Nomadland (United States/Germany, 2020)

December 04, 2020
A movie review by James Berardinelli
Nomadland Poster

To find Nomadland, all one has to do is locate the place where the documentary intersects with the feature film. Based on the non-fiction book by Jessica Bruder, writer/director/editor Chloe Zhao has added form and texture by presenting this journey from the perspective of a character, Fern (Frances McDomand), who is aided and abetted in her quest by a few other fictional individuals (including one played by veteran character actor David Strathairn, doing some of most understated work since his John Sayles days) and a host of non-actors playing slightly embellished versions of themselves (including the trio of Linda May, Bob Wells, and Swankie). Moody, introspective, and meditative, Nomadland makes up for its meandering, sometimes maddeningly slow pace with its insights about human nature and its incisive portrait of indomitability.

The movie is about nothing…and everything. It starts by introducing us to Fern, a sixtysomething widow who has lost her husband and now her town. Empire, Nevada was inhabited entirely by employees of the United States Gypsum Corporation and, when the mine was closed, everyone left. (As the introductory caption notes, its zip code was discontinued within months.) Facing the prospect of life in a ghost town, Fern packs up her few belongings in a van and begins her life as a nomad – moving from state-to-state and locale-to-locale, following seasonal odd-jobs as they spring up. She makes just enough to afford the bare necessities and, although she has friends, she may go many months in between meetings. Her biggest fear is that the van will break down.

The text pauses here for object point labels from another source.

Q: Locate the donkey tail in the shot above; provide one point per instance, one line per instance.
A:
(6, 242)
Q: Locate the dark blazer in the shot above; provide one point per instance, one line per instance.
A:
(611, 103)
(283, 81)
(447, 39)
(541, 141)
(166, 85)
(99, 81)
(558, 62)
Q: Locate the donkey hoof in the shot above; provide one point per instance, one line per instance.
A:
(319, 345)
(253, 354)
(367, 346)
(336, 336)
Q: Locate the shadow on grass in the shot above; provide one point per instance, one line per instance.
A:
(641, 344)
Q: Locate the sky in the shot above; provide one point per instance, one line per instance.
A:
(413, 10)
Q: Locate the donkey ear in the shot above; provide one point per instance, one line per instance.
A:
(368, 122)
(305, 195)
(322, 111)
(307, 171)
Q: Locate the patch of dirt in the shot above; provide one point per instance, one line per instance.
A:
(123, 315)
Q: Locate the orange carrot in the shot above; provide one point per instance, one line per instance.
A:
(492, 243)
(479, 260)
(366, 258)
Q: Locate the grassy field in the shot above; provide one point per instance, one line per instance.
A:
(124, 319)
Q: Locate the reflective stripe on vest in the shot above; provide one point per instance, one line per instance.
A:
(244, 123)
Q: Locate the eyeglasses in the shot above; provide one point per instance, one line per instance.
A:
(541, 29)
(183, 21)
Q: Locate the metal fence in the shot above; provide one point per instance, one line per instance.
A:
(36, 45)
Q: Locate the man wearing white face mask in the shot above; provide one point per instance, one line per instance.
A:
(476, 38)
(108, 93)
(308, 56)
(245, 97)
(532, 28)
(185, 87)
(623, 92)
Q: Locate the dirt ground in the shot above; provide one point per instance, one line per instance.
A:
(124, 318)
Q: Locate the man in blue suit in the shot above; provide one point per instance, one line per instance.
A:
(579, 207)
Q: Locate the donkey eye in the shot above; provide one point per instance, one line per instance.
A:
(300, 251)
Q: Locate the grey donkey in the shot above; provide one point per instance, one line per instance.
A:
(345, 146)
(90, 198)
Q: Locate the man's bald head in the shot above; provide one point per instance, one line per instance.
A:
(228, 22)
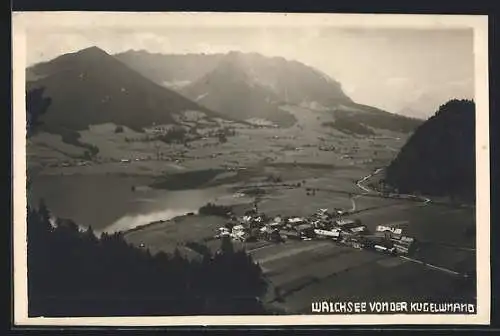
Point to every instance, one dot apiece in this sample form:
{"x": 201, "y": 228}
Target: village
{"x": 335, "y": 226}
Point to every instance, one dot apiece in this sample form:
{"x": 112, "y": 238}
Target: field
{"x": 317, "y": 167}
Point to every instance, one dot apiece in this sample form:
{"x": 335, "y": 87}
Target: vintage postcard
{"x": 250, "y": 169}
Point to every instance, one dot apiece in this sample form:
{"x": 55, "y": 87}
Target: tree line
{"x": 439, "y": 158}
{"x": 72, "y": 272}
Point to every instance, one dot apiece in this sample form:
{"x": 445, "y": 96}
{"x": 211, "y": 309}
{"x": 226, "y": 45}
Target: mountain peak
{"x": 94, "y": 50}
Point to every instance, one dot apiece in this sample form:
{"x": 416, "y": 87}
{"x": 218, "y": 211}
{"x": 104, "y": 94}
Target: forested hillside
{"x": 439, "y": 158}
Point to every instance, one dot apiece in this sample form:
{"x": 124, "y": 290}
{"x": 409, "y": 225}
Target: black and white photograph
{"x": 237, "y": 168}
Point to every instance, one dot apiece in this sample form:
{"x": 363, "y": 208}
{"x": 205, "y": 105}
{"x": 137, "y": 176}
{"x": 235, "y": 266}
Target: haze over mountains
{"x": 138, "y": 89}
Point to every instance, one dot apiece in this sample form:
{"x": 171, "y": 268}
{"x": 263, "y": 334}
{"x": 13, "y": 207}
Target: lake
{"x": 108, "y": 202}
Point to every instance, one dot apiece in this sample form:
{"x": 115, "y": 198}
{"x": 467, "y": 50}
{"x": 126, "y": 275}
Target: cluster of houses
{"x": 333, "y": 226}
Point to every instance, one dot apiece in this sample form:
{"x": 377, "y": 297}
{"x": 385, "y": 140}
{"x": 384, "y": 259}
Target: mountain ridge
{"x": 439, "y": 158}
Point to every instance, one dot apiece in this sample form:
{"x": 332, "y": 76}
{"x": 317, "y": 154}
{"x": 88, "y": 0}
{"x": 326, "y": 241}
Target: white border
{"x": 86, "y": 20}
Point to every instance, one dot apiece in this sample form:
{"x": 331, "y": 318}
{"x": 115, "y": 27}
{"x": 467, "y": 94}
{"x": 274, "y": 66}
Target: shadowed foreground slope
{"x": 74, "y": 273}
{"x": 439, "y": 159}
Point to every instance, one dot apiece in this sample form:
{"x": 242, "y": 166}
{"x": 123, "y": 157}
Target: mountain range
{"x": 138, "y": 89}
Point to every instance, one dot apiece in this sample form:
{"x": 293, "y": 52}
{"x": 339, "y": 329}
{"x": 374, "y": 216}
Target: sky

Zhao’s screenplay deftly weaves fact and fiction. She imposes structure on an otherwise aimless story by giving Fern a fellow companion, Dave (Strathairn), with whom she occasionally touches base. Her three mentors – Linda May, Bob Wells, and Swankie – are real-life nomads. The incorporate biographical elements with new details provided by the script. The movie’s Swankie, for example, is suffering from terminal cancer. The actual Swankie, however, is alive and kicking and somewhat amazed that she has somehow become a movie star!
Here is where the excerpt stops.